Les paquets chargés manuellement sur des remorques sont amenés sous des bâtiments et pendu aussitôt à cheval sur des barres. L’ail ne doit pas être serré et à contrario exposé au courant d’air, au vent d’autan. On en met partout où on peut, dans des hangars, à l’ombre de vieilles bâtisses, dans des granges, certains même dans leur grenier. Le séchage doit durer au minimum quinze jours pour ne pas avoir de problèmes de conservation.
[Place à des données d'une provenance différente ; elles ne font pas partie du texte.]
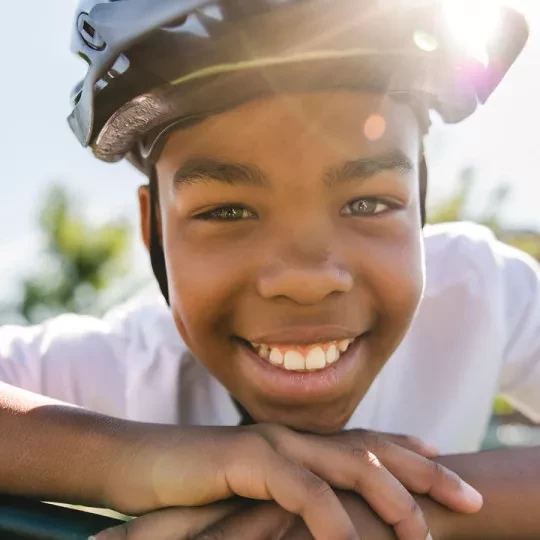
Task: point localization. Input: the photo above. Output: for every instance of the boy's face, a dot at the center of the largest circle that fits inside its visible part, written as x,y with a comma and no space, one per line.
293,223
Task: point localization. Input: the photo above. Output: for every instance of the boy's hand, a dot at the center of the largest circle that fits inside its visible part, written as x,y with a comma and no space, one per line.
171,467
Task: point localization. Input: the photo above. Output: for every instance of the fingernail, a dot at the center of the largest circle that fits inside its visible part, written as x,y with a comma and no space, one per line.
432,450
472,495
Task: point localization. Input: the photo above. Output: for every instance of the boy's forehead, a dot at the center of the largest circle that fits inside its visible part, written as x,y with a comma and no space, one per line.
350,122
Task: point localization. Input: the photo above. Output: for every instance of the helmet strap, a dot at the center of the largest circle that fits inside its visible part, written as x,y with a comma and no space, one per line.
157,257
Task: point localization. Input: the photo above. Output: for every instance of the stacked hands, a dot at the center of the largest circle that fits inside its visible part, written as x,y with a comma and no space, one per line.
209,483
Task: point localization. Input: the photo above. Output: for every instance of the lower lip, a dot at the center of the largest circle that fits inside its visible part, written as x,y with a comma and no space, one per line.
299,386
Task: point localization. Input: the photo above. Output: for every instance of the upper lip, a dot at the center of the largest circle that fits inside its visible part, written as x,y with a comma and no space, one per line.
305,335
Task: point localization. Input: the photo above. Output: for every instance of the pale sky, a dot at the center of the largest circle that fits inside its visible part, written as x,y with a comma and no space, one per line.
36,146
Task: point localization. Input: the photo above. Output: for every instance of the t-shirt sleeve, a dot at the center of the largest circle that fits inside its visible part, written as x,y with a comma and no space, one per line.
520,378
72,358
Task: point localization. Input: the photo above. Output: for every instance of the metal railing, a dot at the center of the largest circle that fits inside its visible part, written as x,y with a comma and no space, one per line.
25,519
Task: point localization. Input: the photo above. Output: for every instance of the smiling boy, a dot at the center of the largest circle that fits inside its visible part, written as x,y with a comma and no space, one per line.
284,217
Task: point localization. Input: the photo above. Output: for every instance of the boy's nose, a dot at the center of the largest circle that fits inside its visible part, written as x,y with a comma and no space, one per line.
303,279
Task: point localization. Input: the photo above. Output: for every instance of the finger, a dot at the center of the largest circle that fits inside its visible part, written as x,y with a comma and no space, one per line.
170,523
414,444
425,476
264,474
266,521
419,474
357,469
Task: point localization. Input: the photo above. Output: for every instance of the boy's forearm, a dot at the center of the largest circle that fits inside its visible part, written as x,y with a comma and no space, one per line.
509,480
53,451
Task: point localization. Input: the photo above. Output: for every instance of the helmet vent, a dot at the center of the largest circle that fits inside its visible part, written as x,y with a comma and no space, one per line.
89,34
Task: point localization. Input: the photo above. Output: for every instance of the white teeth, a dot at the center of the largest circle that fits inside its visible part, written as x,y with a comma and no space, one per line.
275,357
294,361
332,354
315,359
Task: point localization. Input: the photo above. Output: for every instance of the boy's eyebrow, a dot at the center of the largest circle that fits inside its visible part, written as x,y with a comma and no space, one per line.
196,170
362,168
203,170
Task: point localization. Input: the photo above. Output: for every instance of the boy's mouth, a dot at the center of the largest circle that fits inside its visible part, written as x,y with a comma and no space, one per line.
302,358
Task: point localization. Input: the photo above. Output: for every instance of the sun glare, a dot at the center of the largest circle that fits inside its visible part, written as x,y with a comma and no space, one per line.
473,23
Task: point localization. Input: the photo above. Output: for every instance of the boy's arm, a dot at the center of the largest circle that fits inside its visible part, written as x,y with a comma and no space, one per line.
54,451
509,480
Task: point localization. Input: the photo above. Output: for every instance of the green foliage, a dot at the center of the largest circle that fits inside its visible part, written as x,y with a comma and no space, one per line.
79,261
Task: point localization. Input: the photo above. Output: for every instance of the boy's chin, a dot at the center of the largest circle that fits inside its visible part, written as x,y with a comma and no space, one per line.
320,420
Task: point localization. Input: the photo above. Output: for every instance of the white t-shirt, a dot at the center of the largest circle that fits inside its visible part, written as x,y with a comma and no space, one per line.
476,334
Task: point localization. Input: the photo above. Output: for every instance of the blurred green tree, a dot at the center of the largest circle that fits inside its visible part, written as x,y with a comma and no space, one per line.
79,261
457,208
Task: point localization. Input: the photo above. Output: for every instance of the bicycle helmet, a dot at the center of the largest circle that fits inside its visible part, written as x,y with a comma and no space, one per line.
157,65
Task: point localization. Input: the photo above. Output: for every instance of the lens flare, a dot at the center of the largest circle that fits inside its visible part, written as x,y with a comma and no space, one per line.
374,127
473,24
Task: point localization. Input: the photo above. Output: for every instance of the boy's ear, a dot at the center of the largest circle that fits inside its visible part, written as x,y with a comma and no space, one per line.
144,212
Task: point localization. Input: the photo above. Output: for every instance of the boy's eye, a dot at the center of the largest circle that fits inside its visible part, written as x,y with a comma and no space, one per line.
227,213
366,207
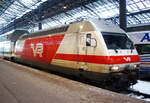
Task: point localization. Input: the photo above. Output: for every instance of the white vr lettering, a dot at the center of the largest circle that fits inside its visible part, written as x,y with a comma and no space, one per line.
127,59
37,49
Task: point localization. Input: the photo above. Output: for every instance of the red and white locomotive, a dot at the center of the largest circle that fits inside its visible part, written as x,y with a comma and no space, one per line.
90,49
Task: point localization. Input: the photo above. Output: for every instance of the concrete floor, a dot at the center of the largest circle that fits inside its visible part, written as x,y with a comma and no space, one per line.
21,84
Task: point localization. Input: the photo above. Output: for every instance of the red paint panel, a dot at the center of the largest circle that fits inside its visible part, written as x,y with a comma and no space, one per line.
99,59
146,63
41,49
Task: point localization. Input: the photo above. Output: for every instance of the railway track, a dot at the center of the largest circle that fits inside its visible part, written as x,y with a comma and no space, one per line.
140,91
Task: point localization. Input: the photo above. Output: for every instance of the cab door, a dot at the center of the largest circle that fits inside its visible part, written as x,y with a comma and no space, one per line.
83,43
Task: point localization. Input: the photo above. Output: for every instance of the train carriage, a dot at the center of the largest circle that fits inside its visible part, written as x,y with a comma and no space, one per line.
141,41
7,43
91,49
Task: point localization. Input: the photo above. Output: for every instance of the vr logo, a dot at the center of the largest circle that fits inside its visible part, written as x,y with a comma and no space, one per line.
146,37
127,59
37,49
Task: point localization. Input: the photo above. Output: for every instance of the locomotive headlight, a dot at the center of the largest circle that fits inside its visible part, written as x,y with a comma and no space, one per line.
114,68
135,66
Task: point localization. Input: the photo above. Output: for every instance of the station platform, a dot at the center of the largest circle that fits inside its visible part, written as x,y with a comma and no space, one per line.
21,84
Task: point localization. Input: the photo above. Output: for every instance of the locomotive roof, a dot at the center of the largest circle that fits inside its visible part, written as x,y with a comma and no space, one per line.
84,26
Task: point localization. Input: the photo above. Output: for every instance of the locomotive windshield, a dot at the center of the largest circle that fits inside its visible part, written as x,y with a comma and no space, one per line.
117,41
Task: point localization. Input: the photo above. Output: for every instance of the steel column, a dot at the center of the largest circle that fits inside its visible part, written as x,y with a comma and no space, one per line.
123,17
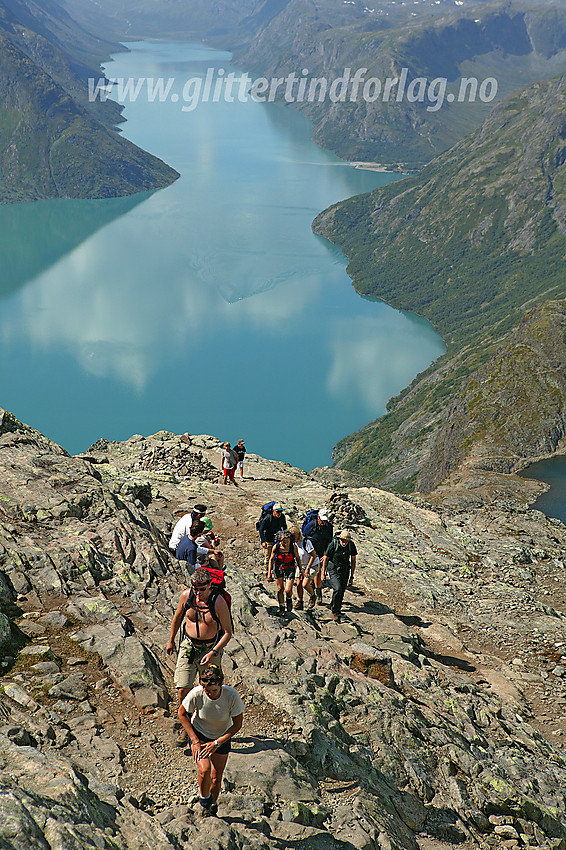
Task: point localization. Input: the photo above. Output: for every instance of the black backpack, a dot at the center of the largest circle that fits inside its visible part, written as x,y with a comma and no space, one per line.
266,509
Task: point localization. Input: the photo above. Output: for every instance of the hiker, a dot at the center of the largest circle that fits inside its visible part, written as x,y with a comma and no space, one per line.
306,550
283,561
240,450
271,521
208,540
229,459
340,562
211,714
204,616
188,547
183,526
320,535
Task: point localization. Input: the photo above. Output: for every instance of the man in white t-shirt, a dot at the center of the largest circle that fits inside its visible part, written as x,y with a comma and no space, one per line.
310,563
183,526
211,714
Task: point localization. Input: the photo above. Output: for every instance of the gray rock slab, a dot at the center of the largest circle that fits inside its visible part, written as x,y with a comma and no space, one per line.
73,687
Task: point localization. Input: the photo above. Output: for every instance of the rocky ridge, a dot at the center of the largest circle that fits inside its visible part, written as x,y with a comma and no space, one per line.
432,716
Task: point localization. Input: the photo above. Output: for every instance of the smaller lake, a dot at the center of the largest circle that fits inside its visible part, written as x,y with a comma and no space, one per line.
209,306
552,471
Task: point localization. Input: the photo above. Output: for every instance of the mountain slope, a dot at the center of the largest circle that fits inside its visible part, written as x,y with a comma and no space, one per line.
470,243
514,43
51,145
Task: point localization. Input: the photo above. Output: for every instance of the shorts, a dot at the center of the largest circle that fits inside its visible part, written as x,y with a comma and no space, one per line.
188,666
222,750
284,572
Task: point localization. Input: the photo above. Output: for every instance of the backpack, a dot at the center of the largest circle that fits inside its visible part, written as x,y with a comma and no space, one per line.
309,522
218,589
267,508
281,555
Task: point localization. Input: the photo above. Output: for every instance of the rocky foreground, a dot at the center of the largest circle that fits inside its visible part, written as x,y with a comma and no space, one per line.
433,716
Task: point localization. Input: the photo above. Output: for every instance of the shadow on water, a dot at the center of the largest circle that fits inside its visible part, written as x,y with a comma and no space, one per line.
36,235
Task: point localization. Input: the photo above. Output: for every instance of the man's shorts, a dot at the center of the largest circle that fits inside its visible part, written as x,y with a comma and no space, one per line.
284,572
222,750
188,668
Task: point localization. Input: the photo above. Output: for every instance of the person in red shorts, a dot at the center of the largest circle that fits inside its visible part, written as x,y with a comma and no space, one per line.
229,460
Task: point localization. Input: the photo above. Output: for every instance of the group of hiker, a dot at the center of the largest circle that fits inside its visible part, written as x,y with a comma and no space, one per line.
210,714
307,556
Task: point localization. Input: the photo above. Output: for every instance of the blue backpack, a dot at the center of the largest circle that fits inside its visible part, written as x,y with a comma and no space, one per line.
309,522
266,509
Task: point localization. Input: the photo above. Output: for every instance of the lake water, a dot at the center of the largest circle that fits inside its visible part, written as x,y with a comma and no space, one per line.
209,306
553,472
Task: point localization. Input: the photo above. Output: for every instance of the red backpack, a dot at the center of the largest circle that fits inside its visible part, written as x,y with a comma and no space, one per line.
217,589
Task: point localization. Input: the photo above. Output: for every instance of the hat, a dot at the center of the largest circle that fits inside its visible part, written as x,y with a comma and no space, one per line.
200,577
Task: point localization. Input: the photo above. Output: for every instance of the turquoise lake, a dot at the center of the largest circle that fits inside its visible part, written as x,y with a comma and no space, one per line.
209,306
552,472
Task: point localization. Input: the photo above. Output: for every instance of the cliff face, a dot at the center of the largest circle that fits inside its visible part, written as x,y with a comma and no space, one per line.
469,243
510,411
431,715
515,43
51,143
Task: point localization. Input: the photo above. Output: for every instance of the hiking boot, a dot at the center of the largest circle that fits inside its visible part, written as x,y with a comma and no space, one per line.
182,738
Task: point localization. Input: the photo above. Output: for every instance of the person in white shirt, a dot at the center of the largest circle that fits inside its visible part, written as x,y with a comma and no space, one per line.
212,714
183,525
311,565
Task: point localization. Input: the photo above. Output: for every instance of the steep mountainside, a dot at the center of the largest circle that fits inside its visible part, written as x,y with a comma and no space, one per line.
431,716
513,408
514,42
51,143
471,242
144,18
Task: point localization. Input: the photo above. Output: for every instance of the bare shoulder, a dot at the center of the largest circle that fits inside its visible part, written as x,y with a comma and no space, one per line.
184,597
220,603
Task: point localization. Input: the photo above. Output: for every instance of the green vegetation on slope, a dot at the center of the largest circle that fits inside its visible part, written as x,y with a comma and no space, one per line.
469,244
50,145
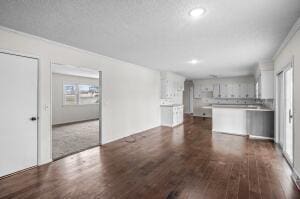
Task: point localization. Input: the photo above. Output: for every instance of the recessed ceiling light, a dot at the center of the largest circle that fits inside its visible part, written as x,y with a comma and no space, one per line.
197,12
193,61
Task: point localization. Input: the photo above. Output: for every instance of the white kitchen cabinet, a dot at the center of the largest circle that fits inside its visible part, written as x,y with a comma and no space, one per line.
197,91
243,88
166,89
251,91
216,91
224,90
265,85
207,88
232,91
171,85
171,115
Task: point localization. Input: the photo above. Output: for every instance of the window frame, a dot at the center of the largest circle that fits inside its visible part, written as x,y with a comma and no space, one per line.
77,94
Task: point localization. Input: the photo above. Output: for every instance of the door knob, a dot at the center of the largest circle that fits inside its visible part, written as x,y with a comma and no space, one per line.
33,118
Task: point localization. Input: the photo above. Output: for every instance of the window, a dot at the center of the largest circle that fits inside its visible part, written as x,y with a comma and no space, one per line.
88,94
70,94
77,94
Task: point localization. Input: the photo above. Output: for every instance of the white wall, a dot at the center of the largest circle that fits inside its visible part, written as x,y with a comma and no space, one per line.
186,96
292,49
71,113
131,93
198,103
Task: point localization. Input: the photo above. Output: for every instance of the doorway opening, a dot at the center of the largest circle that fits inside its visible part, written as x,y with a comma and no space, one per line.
76,97
285,113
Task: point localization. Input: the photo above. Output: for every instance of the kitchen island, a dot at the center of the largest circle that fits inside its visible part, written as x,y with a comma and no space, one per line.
243,120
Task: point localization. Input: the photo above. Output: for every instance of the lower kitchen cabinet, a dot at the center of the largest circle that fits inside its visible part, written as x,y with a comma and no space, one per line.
171,115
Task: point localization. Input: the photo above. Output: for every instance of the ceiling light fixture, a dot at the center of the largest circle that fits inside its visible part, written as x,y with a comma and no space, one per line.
193,61
197,12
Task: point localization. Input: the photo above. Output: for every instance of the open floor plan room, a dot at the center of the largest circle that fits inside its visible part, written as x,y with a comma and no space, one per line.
193,99
187,162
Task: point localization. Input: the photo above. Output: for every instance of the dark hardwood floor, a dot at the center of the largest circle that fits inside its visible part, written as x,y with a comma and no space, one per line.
185,162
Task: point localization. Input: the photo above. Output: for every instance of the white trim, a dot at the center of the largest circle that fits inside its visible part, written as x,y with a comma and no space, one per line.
290,35
17,53
260,137
237,134
296,178
30,56
51,104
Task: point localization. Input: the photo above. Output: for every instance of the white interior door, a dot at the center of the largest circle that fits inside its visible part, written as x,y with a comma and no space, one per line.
281,111
191,99
288,82
18,127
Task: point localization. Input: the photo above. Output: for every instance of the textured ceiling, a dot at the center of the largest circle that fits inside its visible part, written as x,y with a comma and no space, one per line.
232,37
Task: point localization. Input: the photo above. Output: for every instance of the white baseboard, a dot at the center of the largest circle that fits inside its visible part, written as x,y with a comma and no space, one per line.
260,137
296,179
238,134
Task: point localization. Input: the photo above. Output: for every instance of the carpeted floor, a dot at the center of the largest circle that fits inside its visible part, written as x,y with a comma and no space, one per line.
71,138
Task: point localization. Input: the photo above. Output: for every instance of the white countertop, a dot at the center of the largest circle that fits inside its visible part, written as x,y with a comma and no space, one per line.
237,106
171,105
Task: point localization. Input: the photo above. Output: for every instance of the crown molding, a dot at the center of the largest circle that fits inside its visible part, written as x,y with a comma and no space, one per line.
290,35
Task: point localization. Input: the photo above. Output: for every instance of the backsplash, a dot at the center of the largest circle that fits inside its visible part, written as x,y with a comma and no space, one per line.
206,101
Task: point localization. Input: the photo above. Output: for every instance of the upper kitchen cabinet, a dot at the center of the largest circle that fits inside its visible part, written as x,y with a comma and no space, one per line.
226,88
265,85
202,88
171,85
216,91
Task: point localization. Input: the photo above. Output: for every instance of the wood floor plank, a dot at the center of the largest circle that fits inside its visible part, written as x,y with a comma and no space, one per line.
188,161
Une fois bien sec lorsque l’intérieur de la tige n’est plus verte, on peut envisager de préparer la commercialisation.

1er prix Lautrec 2011

 

Préparation et vente de l’ail.

La fin du mois de juillet approche et bientôt la fête de l’ail de Lautrec (1er vendredi d’août) lancera officiellement la nouvelle campagne de commercialisation. Commence alors un travail de longue haleine. Chaque tête d’ail doit être reprise une par une. Tout d’abord déracinées, puis équeutées manuellement à la longueur voulu, elles sont  ensuite triées jusqu’à la dernière peau pour laisser apparaître la couleur rosée des grains. Attachées enfin en paquet de 500 g,  d’un kilo ou plus, selon la méthode ancestrale, l’ail est mis en « manouille » prés à orner les cuisines qui aiment les produits de qualité et de bonne tenue.